Memphis Press-Scimitar | |
Type: | Daily newspaper |
Format: | Broadsheet |
Ceased Publication: | 1983 |
Owners: | E. W. Scripps Company |
Editor: | Ross B. Young |
Headquarters: | Memphis, Tennessee, USA |
The Memphis Press-Scimitar was an afternoon newspaper based in Memphis, Tennessee, United States, and owned by the E. W. Scripps Company. Created from a merger in 1926 between the Memphis Press and the Memphis News-Scimitar, the newspaper ceased publication in 1983. It was the main rival to The Commercial Appeal, also based in Memphis and owned by Scripps.[1] At the time of its closure, the Press-Scimitar had lost a third of its circulation in 10 years and was down to daily sales of 80,000 copies.[2]

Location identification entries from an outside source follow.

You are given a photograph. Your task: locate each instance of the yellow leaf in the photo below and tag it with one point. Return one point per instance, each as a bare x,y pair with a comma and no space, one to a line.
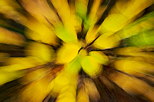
9,76
106,42
67,52
91,65
41,51
9,37
123,13
99,56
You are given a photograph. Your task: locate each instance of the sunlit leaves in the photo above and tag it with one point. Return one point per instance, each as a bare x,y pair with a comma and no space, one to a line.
123,13
43,52
91,66
67,52
9,37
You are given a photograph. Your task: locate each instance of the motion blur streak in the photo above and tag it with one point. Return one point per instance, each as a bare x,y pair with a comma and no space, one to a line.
76,50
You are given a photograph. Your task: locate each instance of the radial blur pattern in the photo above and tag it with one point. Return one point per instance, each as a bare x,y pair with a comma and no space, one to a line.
76,50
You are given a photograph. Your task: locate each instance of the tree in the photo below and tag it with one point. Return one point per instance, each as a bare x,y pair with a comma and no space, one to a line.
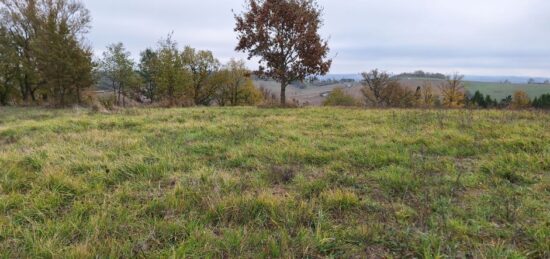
374,87
119,69
284,35
148,70
8,68
41,31
172,77
520,100
237,88
64,64
428,97
542,102
506,102
381,90
202,65
478,100
452,91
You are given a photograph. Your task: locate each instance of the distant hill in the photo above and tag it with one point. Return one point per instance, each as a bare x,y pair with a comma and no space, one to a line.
474,78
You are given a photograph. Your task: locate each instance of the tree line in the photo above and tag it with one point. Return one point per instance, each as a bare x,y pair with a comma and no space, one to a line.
381,90
43,54
44,59
170,76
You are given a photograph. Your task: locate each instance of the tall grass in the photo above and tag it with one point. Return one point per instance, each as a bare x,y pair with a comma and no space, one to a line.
246,182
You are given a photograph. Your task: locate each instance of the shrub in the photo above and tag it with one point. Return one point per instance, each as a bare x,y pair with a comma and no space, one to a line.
338,97
520,100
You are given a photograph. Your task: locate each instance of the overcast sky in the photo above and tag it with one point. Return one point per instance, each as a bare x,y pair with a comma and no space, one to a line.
474,37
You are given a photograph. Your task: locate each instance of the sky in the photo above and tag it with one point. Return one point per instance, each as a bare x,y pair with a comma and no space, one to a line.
472,37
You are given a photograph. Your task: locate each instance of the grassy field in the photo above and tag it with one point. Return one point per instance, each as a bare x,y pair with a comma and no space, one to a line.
247,182
501,91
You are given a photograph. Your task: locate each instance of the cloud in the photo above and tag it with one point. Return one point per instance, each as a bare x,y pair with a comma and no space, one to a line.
489,37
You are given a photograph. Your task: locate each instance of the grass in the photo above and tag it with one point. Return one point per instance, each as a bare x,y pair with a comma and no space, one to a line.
247,182
501,91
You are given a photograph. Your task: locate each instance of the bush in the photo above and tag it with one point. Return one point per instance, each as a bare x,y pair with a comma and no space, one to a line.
340,98
520,100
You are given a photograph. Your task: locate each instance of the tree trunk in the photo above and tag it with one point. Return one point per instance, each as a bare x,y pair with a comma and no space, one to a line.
283,94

From 1906 to 1931, The Memphis Press was edited by founder Ross B. Young, a journalist from Ohio brought down by local business interests looking for a voice to speak to the stranglehold that E. H. "Boss" Crump had on city government, employment, and contracts. From 1931 to 1962, The Press-Scimitar was edited by Edward J. Meeman.[3]
The Memphis Evening Scimitar was published from at least 1891 to 1904[4] when it merged with the Memphis Morning News. It was also published as the News Scimitar.[5]
It was partly owned by Memphis merchant tycoon Napoleon Hill who commissioned the Scimitar Building in 1902. Memphis architects August A. Chigazola (1869-1911) and William J. Hanker (1876–1958) designed it.[6] Hill, known as Memphis' original "merchant prince",[7] lived on the other side of Madison Avenue in a mansion on the site where the Sterick Building is now.[8] Hill's initials are etched into the façade of the building.[9]
The paper condemned U.S. president Theodore Roosevelt's 1901 dinner with Booker T. Washington.[10]
In John Grisham's novel The Client, the Memphis Press is fictionally presented as still existing and flourishing as a major Memphis paper into the 1990s.
In the 2004 movie The Ladykillers, during the basement scene where Tom Hanks's character Professor Goldthwaite Higginson Dorr describes forming the crew for the heist, he references having posted an ad in the Memphis Scimitar, which the would-be thieves responded to.
The 2013 Newberry Award-winning novel Paperboy[11] by former Press Scimitar copy editor Vilas Vince Vawter has its main character working as a paper carrier delivering the Press Scimitar. A second novel, Copyboy, published in 2018, has the same character working as a copyboy in the paper's newsroom.[12]